Separação e processo simbólico de elaboração
14/05/2015
Quando nos separamos de alguém que amamos o que fica é a memória dos bons momentos. Voltamos aos mesmos lugares para nos apossar do vivido. De tanto rever os objetos, os lugares, ouvir a música e a voz que gravamos permitimos que esse ser que amamos nos habite, una-se à nossa história como uma camada de nossa pele. Essas imagens convertem-se em memória do vivido e do não vivido. Consola-nos ouvir histórias mesmo que contadas por outros a respeito do ser amado. A cada detalhe dessa história é mais um se apossar de sua imagem, de possuí-lo. Mas esse se apossar depende de nossa capacidade de imaginar, de fabular e fazer sonhos. Reconstruímos a imagem do outro e nossa memória utilizando o conhecido e o que imaginamos.
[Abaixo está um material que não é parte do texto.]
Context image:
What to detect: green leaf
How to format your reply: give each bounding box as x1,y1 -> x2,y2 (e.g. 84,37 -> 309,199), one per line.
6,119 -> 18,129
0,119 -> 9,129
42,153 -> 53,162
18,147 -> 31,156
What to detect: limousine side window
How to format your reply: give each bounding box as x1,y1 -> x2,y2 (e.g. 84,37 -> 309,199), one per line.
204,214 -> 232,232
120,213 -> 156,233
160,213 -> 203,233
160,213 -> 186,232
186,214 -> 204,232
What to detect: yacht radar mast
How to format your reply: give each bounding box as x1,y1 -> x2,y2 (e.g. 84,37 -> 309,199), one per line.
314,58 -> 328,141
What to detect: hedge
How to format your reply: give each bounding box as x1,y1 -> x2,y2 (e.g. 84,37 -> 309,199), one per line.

Assim também faz o artista que se apossa da realidade se transformando e transformando-a. Quando nos afastamos do outro percebemos como é tênue o limite entre o que vemos e o que imaginamos. Quem era ele/ Quem sou eu? Essa possibilidade de utilizar a própria sensibilidade e imaginação para reconstruir a imagem do outro e de si mesmo é o campo da arte como também da psicologia por caminhos diferentes. A utilização da imagem como símbolo na psicologia demonstra que é possível acessar sentimentos, emoções através do pensamento sintético, das imagens, da música, da linguagem poética.
Quando nos afastamos do convencional, das justificativas racionais, das explicações e atribuições de culpa e responsabilidade diante dos fatos, podemos acessar o essencial, o que nos une e nos separa do outro.
Na prática de lembrar e relembrar se dá o trazer e mandar embora aquele que amamos. Mas agora permitindo a permanência dos rastros.
A arte possibilita essa mediação entre os dois momentos: o da presença concreta do outro e o de sua ausência inaugurando uma outra presença, essa simbólica. Cantar a cantiga que chora o morto é uma maneira de trazê-lo de volta para reafirmar sua partida.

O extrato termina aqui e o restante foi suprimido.